6. Entry into emerging markets and talent acquisitions
Recent studies suggest that the expected pharmaceutical sales from emerging market is about $150-180 Billions till the beginning of 2016 and has significantly increased since then. Emerging markets will be the growth engines of pharmaceutical sector. Seven out of ten people live in emerging markets today, and every year, over 100 million children are born there.
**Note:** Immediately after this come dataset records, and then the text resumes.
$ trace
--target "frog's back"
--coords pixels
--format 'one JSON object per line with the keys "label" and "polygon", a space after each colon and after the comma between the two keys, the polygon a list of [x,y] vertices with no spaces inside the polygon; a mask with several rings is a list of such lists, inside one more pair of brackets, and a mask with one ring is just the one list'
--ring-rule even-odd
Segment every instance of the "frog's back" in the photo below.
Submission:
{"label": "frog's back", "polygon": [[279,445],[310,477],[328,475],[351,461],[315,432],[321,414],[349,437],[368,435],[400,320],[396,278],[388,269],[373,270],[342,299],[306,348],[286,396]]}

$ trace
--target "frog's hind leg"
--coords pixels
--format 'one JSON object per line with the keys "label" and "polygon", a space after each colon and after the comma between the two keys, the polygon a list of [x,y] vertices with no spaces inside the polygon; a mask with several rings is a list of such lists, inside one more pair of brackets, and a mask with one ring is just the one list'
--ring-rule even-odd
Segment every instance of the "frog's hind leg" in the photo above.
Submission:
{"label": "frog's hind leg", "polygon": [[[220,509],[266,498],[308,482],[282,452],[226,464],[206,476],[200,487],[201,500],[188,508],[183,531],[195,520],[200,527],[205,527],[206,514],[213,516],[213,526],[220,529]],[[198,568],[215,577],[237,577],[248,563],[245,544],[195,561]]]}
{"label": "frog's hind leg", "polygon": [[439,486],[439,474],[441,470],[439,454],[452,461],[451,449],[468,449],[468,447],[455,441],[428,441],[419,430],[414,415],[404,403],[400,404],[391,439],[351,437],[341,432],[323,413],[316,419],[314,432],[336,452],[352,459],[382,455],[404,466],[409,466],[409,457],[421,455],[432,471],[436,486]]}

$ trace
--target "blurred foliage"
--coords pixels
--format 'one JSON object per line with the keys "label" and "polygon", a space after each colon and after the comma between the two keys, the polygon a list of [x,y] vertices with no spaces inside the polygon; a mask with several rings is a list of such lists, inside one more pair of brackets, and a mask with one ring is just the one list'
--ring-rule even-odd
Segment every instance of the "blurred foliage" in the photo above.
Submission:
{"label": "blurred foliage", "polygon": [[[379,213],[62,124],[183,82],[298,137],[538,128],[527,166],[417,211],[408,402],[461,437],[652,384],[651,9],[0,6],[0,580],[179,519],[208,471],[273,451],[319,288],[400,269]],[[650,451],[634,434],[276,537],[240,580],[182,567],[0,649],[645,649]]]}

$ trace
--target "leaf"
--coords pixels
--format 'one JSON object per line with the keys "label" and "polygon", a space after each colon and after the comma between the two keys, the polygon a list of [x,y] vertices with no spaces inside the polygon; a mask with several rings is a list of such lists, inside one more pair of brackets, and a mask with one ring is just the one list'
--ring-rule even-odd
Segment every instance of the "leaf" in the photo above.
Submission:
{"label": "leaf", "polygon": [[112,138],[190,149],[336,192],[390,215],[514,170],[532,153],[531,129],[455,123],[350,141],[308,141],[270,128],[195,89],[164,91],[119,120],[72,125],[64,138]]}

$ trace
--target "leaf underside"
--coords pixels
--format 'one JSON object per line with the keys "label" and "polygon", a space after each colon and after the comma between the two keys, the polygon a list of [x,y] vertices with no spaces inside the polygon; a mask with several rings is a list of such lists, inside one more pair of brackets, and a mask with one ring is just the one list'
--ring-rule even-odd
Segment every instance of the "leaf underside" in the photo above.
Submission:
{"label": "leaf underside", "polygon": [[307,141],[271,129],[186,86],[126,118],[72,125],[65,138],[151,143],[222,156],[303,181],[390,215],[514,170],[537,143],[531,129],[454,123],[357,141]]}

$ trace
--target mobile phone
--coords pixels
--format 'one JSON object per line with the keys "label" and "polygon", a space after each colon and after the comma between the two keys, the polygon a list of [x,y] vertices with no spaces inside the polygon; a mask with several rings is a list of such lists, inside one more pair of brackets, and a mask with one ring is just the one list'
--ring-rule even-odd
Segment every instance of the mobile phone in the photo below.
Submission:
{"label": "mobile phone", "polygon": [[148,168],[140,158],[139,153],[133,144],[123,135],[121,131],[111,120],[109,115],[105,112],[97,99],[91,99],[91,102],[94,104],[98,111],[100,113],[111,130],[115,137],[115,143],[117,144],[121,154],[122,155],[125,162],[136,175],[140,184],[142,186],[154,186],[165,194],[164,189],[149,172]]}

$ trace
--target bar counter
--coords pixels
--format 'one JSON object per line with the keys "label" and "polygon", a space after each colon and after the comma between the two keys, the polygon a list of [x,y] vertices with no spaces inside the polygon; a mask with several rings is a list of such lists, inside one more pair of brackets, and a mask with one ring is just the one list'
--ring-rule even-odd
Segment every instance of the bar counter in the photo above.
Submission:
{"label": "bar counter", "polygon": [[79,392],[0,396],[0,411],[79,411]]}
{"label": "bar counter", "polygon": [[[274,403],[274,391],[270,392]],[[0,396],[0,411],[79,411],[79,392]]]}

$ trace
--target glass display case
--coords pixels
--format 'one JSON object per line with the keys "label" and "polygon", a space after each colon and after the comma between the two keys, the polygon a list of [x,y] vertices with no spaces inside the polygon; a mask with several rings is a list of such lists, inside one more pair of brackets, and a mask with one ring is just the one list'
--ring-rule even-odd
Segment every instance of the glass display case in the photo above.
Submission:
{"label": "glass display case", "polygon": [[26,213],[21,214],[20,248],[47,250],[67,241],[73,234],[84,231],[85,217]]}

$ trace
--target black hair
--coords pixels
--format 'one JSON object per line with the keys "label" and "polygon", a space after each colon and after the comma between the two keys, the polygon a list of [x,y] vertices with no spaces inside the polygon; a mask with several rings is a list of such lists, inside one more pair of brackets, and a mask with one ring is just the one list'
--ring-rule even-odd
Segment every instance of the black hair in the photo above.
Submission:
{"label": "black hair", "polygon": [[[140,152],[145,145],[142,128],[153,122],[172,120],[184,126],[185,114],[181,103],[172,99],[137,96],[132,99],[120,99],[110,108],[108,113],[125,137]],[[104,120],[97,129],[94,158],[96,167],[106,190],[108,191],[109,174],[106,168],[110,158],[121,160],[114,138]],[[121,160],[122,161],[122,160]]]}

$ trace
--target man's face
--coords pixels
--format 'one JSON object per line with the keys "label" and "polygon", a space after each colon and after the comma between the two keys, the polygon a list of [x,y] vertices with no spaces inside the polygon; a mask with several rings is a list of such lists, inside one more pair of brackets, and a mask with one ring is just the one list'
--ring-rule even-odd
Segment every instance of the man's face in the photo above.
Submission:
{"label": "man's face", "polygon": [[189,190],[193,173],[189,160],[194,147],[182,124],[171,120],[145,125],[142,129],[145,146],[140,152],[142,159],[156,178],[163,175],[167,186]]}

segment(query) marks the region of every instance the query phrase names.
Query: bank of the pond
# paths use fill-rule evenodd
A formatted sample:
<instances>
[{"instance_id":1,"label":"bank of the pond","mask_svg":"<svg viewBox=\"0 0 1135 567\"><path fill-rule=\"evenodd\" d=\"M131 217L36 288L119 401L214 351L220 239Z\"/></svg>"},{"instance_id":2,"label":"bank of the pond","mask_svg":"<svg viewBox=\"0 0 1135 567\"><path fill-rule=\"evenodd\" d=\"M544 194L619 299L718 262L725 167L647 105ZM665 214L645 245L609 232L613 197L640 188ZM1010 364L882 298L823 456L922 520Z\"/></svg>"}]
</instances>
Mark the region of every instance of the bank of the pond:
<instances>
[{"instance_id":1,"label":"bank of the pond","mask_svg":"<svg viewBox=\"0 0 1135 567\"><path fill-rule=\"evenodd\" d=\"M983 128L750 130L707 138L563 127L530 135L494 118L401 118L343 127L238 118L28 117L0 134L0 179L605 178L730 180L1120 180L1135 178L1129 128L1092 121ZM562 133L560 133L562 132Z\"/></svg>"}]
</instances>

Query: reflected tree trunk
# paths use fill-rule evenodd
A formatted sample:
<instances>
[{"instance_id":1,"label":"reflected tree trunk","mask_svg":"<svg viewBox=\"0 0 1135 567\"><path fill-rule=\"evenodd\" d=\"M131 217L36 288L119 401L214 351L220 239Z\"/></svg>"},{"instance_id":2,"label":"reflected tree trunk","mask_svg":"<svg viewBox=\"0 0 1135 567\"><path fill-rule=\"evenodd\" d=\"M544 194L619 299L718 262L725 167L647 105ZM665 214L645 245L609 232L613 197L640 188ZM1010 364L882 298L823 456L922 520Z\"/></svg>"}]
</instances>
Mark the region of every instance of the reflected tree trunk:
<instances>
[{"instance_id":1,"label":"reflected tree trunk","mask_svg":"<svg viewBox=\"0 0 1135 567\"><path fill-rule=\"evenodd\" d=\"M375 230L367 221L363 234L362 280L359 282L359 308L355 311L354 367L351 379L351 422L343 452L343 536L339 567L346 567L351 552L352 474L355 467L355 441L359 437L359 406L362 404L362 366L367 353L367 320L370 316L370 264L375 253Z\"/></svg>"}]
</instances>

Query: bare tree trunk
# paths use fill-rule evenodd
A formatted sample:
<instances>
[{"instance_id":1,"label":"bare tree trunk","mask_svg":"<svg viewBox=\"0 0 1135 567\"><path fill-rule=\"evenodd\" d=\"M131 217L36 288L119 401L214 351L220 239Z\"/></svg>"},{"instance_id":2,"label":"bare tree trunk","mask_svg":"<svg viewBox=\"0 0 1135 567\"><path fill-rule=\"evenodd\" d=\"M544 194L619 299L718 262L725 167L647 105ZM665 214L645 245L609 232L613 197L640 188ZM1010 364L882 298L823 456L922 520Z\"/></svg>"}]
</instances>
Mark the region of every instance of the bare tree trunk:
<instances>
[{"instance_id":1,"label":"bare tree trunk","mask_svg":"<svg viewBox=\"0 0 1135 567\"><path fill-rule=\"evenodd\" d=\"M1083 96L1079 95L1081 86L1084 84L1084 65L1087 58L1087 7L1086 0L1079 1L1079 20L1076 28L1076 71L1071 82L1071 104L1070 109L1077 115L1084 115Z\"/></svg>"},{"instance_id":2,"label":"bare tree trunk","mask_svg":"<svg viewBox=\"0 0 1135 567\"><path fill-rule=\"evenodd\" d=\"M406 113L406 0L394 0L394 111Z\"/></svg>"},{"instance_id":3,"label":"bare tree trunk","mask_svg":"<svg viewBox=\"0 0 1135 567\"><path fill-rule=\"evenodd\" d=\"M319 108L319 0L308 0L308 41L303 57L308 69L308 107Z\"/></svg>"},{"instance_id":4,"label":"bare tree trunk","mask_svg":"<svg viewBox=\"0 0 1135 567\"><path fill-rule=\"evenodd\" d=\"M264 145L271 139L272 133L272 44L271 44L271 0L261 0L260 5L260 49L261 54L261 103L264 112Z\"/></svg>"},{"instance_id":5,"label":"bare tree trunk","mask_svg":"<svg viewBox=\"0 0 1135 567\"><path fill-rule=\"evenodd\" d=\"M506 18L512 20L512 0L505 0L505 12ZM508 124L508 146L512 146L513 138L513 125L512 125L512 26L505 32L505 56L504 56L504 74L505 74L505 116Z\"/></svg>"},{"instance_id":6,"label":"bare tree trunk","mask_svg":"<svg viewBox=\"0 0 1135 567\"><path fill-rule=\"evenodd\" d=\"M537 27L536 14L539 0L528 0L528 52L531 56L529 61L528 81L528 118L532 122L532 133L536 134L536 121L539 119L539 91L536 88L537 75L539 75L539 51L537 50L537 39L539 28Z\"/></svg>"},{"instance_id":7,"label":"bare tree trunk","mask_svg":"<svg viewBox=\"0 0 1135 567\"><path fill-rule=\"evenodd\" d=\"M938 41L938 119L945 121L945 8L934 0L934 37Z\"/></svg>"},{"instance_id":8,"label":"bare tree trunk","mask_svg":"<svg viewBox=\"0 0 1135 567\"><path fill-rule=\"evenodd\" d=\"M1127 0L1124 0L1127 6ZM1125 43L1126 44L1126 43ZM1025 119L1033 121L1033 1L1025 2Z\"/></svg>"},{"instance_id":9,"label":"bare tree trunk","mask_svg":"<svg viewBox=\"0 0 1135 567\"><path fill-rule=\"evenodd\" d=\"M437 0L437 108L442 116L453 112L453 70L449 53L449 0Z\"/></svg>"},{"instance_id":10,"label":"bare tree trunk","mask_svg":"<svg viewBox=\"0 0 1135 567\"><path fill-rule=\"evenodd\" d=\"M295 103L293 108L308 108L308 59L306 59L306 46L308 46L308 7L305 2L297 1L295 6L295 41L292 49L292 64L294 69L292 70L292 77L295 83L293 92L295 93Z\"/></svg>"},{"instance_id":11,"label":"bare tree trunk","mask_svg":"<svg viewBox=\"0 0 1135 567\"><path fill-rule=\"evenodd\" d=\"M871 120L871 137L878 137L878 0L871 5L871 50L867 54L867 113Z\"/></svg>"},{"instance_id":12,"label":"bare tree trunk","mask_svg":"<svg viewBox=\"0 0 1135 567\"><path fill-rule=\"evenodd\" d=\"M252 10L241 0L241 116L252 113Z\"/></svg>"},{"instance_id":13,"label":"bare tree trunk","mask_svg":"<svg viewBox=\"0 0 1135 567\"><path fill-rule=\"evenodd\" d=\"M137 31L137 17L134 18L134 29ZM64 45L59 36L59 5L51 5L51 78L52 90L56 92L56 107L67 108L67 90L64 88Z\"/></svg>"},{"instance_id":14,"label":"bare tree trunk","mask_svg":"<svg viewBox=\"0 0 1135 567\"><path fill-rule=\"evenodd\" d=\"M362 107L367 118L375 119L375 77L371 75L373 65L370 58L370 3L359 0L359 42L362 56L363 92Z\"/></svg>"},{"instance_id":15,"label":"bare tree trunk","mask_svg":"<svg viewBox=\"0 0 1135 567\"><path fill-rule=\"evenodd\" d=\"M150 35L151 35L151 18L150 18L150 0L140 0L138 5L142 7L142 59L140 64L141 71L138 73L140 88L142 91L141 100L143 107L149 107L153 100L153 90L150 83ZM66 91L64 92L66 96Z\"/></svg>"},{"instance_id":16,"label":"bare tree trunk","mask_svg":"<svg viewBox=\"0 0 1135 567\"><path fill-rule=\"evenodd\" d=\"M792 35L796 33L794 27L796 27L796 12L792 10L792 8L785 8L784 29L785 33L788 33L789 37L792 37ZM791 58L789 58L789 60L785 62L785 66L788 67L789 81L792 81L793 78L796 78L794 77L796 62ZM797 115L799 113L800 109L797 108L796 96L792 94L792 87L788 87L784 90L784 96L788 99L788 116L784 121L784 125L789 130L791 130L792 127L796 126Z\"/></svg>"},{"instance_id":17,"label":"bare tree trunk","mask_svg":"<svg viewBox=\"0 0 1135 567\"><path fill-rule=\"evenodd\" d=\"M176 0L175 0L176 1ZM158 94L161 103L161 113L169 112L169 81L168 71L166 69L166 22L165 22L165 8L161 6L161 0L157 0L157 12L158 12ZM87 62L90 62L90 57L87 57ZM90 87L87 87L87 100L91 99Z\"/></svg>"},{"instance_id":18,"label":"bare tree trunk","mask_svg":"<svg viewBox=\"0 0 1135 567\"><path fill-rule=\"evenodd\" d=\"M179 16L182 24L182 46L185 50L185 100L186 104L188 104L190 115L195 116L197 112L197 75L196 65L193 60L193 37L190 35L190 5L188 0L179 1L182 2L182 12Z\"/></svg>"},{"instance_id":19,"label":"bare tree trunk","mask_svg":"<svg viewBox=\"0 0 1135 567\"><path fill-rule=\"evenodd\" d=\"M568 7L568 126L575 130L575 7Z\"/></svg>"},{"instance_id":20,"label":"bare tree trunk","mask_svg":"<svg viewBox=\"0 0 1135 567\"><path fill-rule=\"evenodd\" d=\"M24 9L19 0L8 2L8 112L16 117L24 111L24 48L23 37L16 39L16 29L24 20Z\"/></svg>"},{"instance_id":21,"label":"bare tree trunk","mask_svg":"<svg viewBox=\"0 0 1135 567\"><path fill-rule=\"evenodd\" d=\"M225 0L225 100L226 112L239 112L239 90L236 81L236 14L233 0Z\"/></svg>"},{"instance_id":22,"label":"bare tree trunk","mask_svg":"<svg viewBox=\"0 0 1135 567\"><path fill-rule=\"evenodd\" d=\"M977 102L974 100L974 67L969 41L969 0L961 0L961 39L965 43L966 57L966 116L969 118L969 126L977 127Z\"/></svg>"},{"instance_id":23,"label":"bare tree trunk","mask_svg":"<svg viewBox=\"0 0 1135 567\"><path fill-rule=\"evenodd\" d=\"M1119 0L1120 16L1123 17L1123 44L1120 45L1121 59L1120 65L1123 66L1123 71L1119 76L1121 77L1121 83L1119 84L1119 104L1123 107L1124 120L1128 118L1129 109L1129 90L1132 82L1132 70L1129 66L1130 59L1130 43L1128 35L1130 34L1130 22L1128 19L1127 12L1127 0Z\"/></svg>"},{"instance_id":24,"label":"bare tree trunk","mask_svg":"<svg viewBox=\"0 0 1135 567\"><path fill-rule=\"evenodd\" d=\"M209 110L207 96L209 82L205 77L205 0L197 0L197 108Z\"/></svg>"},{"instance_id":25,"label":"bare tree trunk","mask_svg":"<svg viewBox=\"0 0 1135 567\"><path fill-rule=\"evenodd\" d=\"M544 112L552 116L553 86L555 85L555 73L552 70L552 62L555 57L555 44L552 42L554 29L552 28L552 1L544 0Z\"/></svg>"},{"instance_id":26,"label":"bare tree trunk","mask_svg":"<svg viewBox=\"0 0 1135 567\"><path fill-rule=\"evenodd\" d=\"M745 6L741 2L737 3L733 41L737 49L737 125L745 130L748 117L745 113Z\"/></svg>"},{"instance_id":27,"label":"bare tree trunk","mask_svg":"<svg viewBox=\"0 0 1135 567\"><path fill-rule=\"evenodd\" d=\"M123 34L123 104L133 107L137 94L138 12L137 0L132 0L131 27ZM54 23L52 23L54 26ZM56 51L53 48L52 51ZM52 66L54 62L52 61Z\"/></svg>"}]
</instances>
While the prospects are at large, so are the challenges, especially from an operations point of view. In India, for example, prices are 85 to 90% lower than in the US and they continue to fall. Some Indian companies produce tablets at a cost of $2 per thousand, compared to the roughly $60 that multinational corporations spend on average. This has major implications for business models, especially for pharmaceutical companies selling into markets with cost-plus pricing structures. Achieving low cost is not just a matter of raising margins— it is a prerequisite to entry. Serving emerging markets at large scale to capture growth requires a different model, not just adjustments. The diversity of these markets requires more flexibility, balanced with global synergies.
Nearly every pharmaceutical company that uses emerging market growth strategy uses the same approach to capture growth in emerging markets. The difference will be in the quality of execution, especially in operations. In the years to come, most of the pharmaceutical company’s output will be destined for emerging markets. Many of these markets will also require that production be local or in a low-cost region. The emerging market supply chain will therefore not be an annex—it will become the core of pharmaceuticals operations.
Having nearly perfect talent to obtain efficient and effective operations is another humongous challenge that is faced day in and out by all the Pharmaceutical organizations irrespective of their large or small sector segments. There are still huge opportunities in pharma operations. This will require major changes in operating models, organization, technology, mindset, and geography. Pharmaceuticals industry will have to consider if they are in a position to manage all these changes themselves or if they will partner with others. This decision depends largely on the talent they can attract, retain, and develop, not only to manage the day-to-day business, but also to lead the change. But talent and skills matter beyond management. Navigating rising challenges requires that all employees, including operators and first-line managers, are developed and deployed to the maximum of their abilities. That entails the huge cost burdens on companies. Quality space, standard work, and the other techniques of smart operations all require skilled and motivated staff. Human Resources and Operations today tend to work side-by-side, not together, and have little understanding of the other’s challenges or capabilities. Defining a joint agenda and leveraging training, coaching, career planning and incentives to develop the best people will be essential. At the end of the day yes there is way to save costs but not by putting quality on stake and not putting burdens on the companies by following the on-the-fly approaches.
By putting together a value added cost savings assessment plan and then executing even just a few of the cost-saving ideas to make it happen realistically, your company can be on its way to a more profitable bottom line. Before the companies begin their cost savings journey, there is one thing they should remember..... Even though cutting costs and saving money feels good, it’s important not to sacrifice the quality of products that will ultimately result in low business or lackluster services…. just isn’t worth it!!